The construction of a state-of-the-art performance facility requires numerous considerations when it comes to acoustics, and the construction techniques that are used to build these structures can be elaborate. The Westbrook Music Building project on the University of Nebraska-Lincoln campus is a prime example of this.

The wall construction details on this project include items such as CMU walls with metal studs on both sides, walls with 4 to 5 layers of drywall, “battered” walls which taper from bottom to top to divert sound, resilient connections at the top and bottom of walls to prevent metal-to-metal contact and minimizing penetrations in the walls to reduce sound distribution between spaces.

In addition to building acoustically sensitive walls, the Westbrook project also had to contend with building large rehearsal and performance spaces within a congested active campus footprint and amongst a myriad of underground utilities. The Hausmann management team along with our experienced self-perform concrete crew were able to take this challenge head on and accomplish it efficiently using some innovative techniques.

In June 2023, Hausmann began construction on the 50’ tall x 14’ wide double mat walls that would become the rehearsal space and performance hall. Typically, this size of wall would be constructed in several lifts due to the weight of the concrete and the complexity of the form work required, but the Hausmann team along with Dr. David Lange developed a plan for pouring these walls in a single pour. Several factors were taken into consideration such as using a modified concrete mix to reduce pressure of the forms, the rate at which it could be poured, and how to properly place and vibrate the concrete.

During the pour, the team placed sensors throughout various points of the forms to measure the pressure as additional concrete was placed. The readings from these sensors helped determine that the concrete could be placed up to 12’ high per hour. Within that hour, the team could pour 90 LF of wall. At that point, they could go back to the beginning and start pouring the next 12’ section. The lower section of concrete had cured enough that it prevented the weight of the additional concrete from applying any pressure to the forms allowing them to place approximately 160 cubic yards of concrete in 6 hours. The lessons learned on this first pour were applied to the remaining large wall pours on site, and by the time they completed the last pour, preparation time decreased from 4 weeks to only 2.5 weeks.

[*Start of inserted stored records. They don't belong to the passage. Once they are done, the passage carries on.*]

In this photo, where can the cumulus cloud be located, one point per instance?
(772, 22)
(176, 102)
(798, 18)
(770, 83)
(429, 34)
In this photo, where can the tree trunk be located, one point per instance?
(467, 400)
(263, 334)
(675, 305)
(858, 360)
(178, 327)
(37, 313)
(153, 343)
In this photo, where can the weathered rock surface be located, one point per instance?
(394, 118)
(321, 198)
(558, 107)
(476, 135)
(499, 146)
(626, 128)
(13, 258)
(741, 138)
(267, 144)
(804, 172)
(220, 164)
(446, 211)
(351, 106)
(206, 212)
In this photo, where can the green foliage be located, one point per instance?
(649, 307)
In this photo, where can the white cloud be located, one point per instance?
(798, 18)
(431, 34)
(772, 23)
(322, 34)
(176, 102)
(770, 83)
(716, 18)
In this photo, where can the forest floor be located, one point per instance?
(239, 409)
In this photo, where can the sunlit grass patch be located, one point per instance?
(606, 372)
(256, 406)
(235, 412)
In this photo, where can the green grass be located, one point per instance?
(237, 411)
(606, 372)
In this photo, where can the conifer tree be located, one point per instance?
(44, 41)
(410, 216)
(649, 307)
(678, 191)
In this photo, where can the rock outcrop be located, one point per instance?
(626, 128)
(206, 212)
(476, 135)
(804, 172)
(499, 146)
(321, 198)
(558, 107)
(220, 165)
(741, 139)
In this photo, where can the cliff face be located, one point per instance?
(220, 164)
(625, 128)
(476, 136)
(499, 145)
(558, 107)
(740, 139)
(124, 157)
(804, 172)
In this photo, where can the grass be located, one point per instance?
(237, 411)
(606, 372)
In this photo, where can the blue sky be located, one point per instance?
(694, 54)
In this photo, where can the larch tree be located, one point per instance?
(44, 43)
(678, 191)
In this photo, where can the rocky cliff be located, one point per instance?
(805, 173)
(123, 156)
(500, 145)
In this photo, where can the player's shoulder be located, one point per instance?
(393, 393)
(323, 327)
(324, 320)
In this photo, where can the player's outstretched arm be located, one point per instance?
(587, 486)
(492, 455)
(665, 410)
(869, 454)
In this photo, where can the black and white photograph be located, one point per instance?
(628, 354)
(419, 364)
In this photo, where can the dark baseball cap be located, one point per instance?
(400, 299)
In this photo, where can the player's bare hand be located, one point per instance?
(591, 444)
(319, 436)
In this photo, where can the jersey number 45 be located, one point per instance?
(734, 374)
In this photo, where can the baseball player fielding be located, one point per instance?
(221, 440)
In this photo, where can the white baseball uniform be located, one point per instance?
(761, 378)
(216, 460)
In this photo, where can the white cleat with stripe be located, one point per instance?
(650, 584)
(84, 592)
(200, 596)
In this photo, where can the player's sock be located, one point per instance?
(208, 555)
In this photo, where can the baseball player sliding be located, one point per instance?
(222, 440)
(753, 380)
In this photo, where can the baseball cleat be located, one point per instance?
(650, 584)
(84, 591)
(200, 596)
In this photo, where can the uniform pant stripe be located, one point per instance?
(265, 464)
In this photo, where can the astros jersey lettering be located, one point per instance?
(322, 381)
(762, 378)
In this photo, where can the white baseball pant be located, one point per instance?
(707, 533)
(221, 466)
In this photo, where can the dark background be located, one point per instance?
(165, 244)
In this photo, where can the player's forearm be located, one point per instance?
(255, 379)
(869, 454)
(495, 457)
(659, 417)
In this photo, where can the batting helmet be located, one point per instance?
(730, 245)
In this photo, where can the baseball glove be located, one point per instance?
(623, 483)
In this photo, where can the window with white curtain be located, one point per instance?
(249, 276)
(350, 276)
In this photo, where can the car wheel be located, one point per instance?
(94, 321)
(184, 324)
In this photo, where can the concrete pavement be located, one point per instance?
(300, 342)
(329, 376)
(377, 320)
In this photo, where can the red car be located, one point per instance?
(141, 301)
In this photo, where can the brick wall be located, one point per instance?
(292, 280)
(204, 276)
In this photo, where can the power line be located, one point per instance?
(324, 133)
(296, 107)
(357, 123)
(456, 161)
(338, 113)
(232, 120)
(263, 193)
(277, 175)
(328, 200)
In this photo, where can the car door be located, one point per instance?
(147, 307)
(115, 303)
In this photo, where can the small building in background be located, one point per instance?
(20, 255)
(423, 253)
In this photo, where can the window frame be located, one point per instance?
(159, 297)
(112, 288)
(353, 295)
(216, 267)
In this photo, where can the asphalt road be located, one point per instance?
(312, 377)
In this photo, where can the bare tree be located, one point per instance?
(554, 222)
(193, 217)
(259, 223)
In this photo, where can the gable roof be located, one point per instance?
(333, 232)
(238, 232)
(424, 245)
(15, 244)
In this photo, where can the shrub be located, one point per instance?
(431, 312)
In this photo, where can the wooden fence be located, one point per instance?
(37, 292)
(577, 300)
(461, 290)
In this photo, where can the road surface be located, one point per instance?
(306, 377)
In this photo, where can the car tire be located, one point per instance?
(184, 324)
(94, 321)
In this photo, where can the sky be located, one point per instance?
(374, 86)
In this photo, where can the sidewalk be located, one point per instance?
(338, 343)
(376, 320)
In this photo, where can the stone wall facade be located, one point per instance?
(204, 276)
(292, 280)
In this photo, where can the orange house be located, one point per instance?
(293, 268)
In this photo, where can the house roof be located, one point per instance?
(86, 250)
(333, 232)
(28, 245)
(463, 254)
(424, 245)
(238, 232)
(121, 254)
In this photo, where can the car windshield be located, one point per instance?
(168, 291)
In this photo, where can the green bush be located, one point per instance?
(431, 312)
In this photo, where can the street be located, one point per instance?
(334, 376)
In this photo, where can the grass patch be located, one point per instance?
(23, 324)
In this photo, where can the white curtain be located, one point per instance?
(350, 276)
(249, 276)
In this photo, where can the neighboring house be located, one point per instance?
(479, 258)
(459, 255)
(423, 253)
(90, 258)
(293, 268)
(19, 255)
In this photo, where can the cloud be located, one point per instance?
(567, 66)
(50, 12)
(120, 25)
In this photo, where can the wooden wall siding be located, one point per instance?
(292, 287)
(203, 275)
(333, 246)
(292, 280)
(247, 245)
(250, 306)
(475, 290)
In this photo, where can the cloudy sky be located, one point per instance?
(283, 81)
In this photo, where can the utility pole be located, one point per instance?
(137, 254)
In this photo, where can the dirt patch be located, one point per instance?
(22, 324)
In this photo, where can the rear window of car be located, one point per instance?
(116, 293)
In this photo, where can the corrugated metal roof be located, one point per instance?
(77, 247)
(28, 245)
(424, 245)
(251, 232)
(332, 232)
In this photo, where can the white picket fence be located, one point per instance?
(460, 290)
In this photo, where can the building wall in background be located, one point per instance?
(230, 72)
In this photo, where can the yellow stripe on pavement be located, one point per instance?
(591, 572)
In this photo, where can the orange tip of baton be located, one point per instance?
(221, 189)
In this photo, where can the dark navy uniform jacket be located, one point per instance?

The reduction in prep time not only helped to accelerate the schedule, but also helped to reduce the cost.

The innovation and hard work of the Hausmann team at Westbrook not only provided a huge benefit to this project, but also opened the door for more efficient and complex concrete application opportunities on future projects.

The Westbrook Music Building celebrated it’s continued success with a Topping Out Ceremony in February and is scheduled for completion in 2025.